Я устала, очень нуждаюсь в душе и сне. Хорошо хоть от завтрака с Антонином не отказалась. Мыслями я постоянно возвращаюсь к нему — не обманул. Теперь уже я точно могу утверждать, что Антонин Долохов заявился в паб, где я работаю, пробил насквозь кисть руки байкера-хама, передал контрзаклятие и, совершенно не требуя ничего взамен (а ведь скрипучая кровать была у нас под боком), потратил полночи на мое обучение. Не то чтобы я была очень ветреной или, упаси Моргана, влюбчивой — в конце концов, это не я бегала по Хогвартсу с воплями «Бон-Бон» — но, клянусь, мое женское самолюбие никогда еще так не баловали. О том, что Тони по-прежнему действующий Пожиратель Смерти, сбежавший из Азкабана дважды, и просто мастерский дуэлянт, я стараюсь не думать. Могу я хоть один раз сконцентрироваться на хорошем, даже если это абсолютно иррационально?

— И с чего бы ему давать тебе контрзаклятие собственного сочинения? — с явной неприязнью задает этот недвусмысленный вопрос Билл.

— На что ты намекаешь? — я вскидываюсь мгновенно: второй раз за день меня принимают за продажную девку. — Духу не хватает прямо спросить? Я не спала с ним, Билл. Палочку мою ты уже посмотрел, на Империо проверил. Что вам еще нужно? Она жива, понимаешь? Мне плевать с Астрономической Башни, какого гриндилоу он дал мне контрзаклятие. Он это сделал — факт. Я ему поверила — факт, даже если вас обоих это не устраивает. Гермиона дала свое согласие в присутствии Браун — тоже факт. В чем конкретно вы меня обвиняете? В проституции? Шпионаже? Да, я пошла на риск, но, в отличие от вас, хоть что-то сделала!

— Не заводись, Кэти, — осаждает меня мистер Шеклболт, но уже без злобы, скорее обреченно и очень устало. — Он тебе говорил что-нибудь о Снейпе или крестраже?

Наглая матрешка.

Заметь, что там творится у вас в Ордене, я тоже не разнюхиваю.

Может, просто побудем Тони и Кэти?

Я, наверное, очень плохой член Ордена Феникса, скорее даже никудышный, поэтому-то Аластор Грюм меня и не брал.
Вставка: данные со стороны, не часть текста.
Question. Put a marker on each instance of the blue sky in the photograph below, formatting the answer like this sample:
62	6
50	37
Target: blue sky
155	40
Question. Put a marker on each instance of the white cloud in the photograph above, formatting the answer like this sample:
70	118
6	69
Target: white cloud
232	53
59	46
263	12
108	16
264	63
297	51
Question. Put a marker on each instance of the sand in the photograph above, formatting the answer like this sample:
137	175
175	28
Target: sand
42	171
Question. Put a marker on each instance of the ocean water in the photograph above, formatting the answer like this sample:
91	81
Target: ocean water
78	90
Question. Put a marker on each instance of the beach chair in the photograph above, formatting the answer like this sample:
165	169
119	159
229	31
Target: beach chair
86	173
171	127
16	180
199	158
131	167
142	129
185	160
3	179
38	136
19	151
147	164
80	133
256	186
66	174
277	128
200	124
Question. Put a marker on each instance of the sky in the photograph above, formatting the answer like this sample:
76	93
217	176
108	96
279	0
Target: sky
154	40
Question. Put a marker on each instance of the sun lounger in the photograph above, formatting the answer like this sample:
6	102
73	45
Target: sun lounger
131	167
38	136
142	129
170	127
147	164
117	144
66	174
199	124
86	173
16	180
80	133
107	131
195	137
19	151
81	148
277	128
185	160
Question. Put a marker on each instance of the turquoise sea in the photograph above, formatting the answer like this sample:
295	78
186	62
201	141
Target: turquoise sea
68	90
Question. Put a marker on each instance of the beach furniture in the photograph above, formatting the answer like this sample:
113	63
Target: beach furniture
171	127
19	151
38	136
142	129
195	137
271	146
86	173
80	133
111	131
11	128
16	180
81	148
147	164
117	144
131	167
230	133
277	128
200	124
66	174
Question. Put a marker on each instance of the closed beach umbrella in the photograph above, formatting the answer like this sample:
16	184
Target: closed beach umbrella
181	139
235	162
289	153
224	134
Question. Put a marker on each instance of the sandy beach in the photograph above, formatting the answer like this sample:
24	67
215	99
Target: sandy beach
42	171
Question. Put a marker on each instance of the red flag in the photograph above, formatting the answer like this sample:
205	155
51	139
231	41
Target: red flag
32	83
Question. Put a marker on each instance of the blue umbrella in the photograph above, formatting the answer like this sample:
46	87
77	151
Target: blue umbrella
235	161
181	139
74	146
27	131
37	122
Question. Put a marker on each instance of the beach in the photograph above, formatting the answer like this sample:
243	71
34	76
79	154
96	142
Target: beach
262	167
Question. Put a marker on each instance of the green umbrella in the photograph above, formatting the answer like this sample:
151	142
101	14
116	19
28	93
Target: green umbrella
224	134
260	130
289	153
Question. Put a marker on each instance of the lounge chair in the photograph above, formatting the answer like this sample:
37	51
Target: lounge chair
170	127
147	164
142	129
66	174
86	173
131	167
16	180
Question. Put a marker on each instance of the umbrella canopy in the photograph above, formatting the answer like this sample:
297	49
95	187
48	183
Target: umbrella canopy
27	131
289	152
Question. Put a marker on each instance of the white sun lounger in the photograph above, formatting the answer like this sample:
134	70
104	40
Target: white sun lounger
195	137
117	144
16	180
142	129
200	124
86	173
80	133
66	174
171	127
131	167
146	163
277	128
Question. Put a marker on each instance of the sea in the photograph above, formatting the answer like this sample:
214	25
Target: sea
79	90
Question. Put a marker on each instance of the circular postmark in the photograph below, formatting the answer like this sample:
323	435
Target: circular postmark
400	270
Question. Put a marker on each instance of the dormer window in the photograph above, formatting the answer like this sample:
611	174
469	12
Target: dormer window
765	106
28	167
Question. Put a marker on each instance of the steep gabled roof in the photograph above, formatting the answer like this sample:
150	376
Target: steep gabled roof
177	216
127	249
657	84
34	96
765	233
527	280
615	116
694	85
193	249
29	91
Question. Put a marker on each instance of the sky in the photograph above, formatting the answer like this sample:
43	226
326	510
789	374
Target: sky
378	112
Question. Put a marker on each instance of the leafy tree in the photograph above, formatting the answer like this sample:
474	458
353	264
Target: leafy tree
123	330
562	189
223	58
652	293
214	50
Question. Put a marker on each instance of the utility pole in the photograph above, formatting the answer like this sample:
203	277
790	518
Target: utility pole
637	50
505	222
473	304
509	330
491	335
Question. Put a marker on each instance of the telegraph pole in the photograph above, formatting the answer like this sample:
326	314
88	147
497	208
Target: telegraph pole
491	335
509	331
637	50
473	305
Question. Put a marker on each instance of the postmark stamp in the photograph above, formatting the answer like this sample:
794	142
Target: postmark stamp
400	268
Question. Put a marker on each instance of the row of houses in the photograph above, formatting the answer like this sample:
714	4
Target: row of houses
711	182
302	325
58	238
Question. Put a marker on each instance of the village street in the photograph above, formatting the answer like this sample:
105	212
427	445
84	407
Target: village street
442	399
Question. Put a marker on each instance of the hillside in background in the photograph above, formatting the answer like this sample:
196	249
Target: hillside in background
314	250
Но выдать Кингсли то, чем Антонин поделился лично со мной, было бы самым настоящим предательством. Я вдруг явственно понимаю, словно это самая очевидная вещь на свете — что бы ни случилось, какими бы ни были обстоятельства, Антонина я не предам. Не смогу я навредить ему исподтишка после того, что он для меня сделал. Бесспорно, Долохов далеко не святой, и Гермиона еще пару часов назад отдавала Мерлину душу из-за его непосредственного проклятия. Да и наверняка найдется немало людей, пострадавших конкретно от его руки. Но…

Давай договоримся пока судить лишь настоящее.

А настоящее упрямо твердит мне, что Долохов оказался единственным человеком, который мне помог.

— Нет, мистер Шеклболт, — распахнув глаза пошире, изрекаю самую наглую ложь.

Вот же драный Салазар! Как это тяжело, оказывается, врать на голубом глазу. Стоило вести себя поуважительнее со Снейпом: он водил за нос две команды годами, я же чуть не посыпалась от маленького лживого «нет».

— Он назначал тебе еще встречи?

— Нет, — мысленно выдыхаю с облегчением: хоть тут я чиста.

Кингсли обходит стол и кладет мне руку на плечо. Очевидно, что его беспокоит вся эта ситуация, но Орденцы не пытают Круциатусами, чтобы добыть информацию, так что сделать он со мной все равно ничего не может.

— Будь осторожна, Кэти, — он ударяется в очевидное морализаторство. — Пожиратели — совсем не те, за кого себя выдают.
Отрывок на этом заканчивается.